Another of his works in public space which has, however, not been realised, is Die Potsdamer. The film about a Berlin street, Potsdamer Straße, is a kind of homage to it and its aim is to appreciate its history and give a unique opportunity to its residents to see their city in a new way. Potsdamer Straße is normally a loud and busy street. Everybody is always rushing off somewhere. “The Potsdamer Straße is no magnificent avenue where you show off your new clothes,” says Thorsten Goldberg. “Mothers and daughters would not walk down it arm in arm for some window shopping. Nobody strolls along it and nobody stands around just looking, although there’s a lot to see — nobody stands still here at all. Here everybody has something to do. Resting and relaxing is not part of it. (…) This animated chaos, the nice mixture of shops, the visible presence of residents from all over the world lend it a certain quality which makes it very different from other Berlin thoroughfares (like for example Unter den Linden, Kurfürstendamm, Frankfurter Allee).”(4) At the same time, the old magic is still alive, dating back to the halcyon days of the street, when it was part of a bridle path leading from the Berlin Stadtschloss to Sanssouci Palace in Potsdam.

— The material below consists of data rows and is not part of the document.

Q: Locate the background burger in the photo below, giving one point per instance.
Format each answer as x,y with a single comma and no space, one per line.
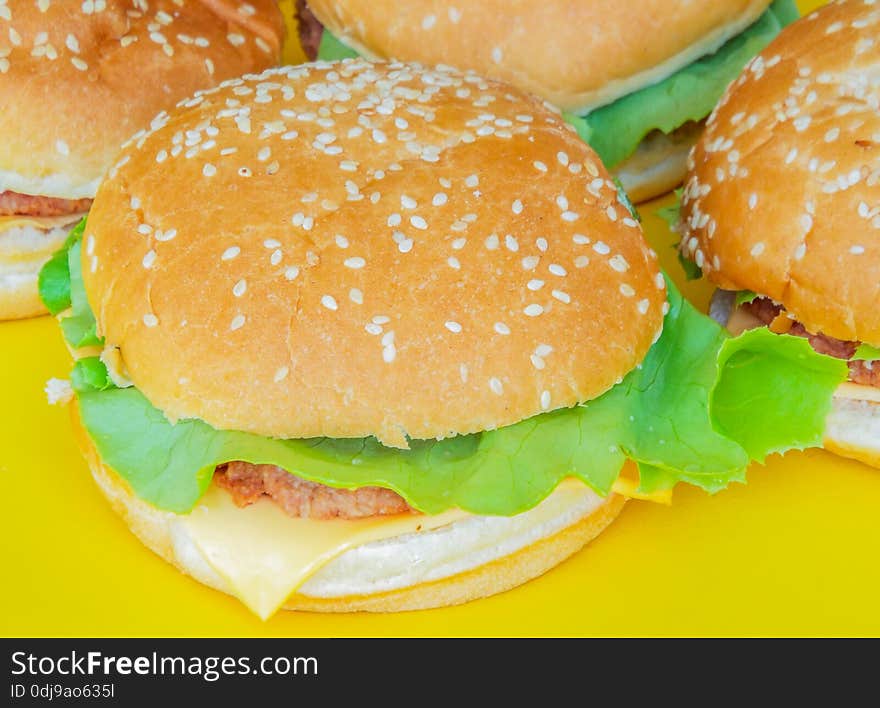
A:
77,80
360,353
635,78
782,206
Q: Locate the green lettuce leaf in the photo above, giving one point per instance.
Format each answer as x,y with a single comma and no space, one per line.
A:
332,49
763,374
659,416
614,131
79,327
54,280
61,287
866,352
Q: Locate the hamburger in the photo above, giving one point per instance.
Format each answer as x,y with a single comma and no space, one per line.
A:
781,209
359,353
77,80
635,78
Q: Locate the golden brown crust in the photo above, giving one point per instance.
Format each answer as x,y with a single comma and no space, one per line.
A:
576,54
154,529
366,263
489,579
80,84
782,198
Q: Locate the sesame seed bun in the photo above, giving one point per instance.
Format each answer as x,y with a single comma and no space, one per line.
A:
578,55
465,560
782,195
78,78
354,249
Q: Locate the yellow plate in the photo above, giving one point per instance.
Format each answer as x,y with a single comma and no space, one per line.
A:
792,553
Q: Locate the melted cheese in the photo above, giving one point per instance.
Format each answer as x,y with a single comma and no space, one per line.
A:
858,392
263,555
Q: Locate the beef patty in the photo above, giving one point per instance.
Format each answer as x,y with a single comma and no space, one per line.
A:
15,204
310,30
300,498
860,372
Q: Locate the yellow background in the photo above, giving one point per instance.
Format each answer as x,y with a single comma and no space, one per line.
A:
794,552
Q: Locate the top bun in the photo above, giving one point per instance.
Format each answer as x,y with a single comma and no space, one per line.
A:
578,55
784,192
348,249
78,78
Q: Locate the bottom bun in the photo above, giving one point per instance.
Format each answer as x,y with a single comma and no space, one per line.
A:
469,558
23,251
659,164
853,426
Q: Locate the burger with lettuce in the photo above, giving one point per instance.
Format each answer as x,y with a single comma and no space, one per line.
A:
358,353
636,78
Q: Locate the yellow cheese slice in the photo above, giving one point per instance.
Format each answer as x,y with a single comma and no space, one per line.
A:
264,555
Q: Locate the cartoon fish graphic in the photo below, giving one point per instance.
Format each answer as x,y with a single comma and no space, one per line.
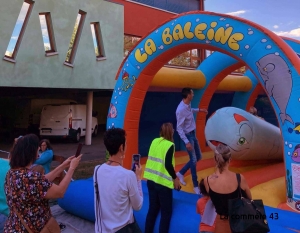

The artist suggests stopping the traffic on the street for an entire day and wants to film a female rider in full jockey regalia, slowly making her way along the 1.8 km route. During this time the street is cleared, it is peaceful, there is no-one. This event is totally different from the usual daily noise and frenzy. It was planned to involve the street’s residents and give them the opportunity to experience their street without the normal daily buzz. Social cohesion would have been achieved by all residents working together in preparing for the project. The street in a state of full expectation — this is an unusual situation and the dream of all residents. Once the film was finished, it would be shown on an LED screen mounted high above the street. It is intended as a present to all residents of Berlin who themselves move about their city like tourists. The petite female rider is a counter-quotation to heroic war statues which represent power in countries worldwide, like for example the equestrian statue of the Roman Emperor Marcus Aurelius. Tranquillity wants to be interpreted as an event. The artist offers us a moment of relaxation, a break in the middle of all this commotion, a reflection on our surroundings and their history as well as on the reasons for our rushing around. Such projects can be found in contemporary art more and more. Projects which are based on the desire for a slower pace of life, on breaking the circle of work, consumption, fun and rapid impressions. They are characterised by the desire to get the balance right. Thorsten Goldberg gives us the opportunity to dream about an ideal world whose vision he develops in his art.
(1) Maria and Ludwig Deiters: Berlin baut, no. 18.
(2) Karl Schlögel: Frankfurter Allgemeine Zeitung, 3. 12. 1994.
(3) Anna Krenz: Potencjał pustki. Berlin jako miasto biedne, ale seksowne. Biblioteka wizerunku miasta: miejskie powitanie. Warsaw 2007, p. 9.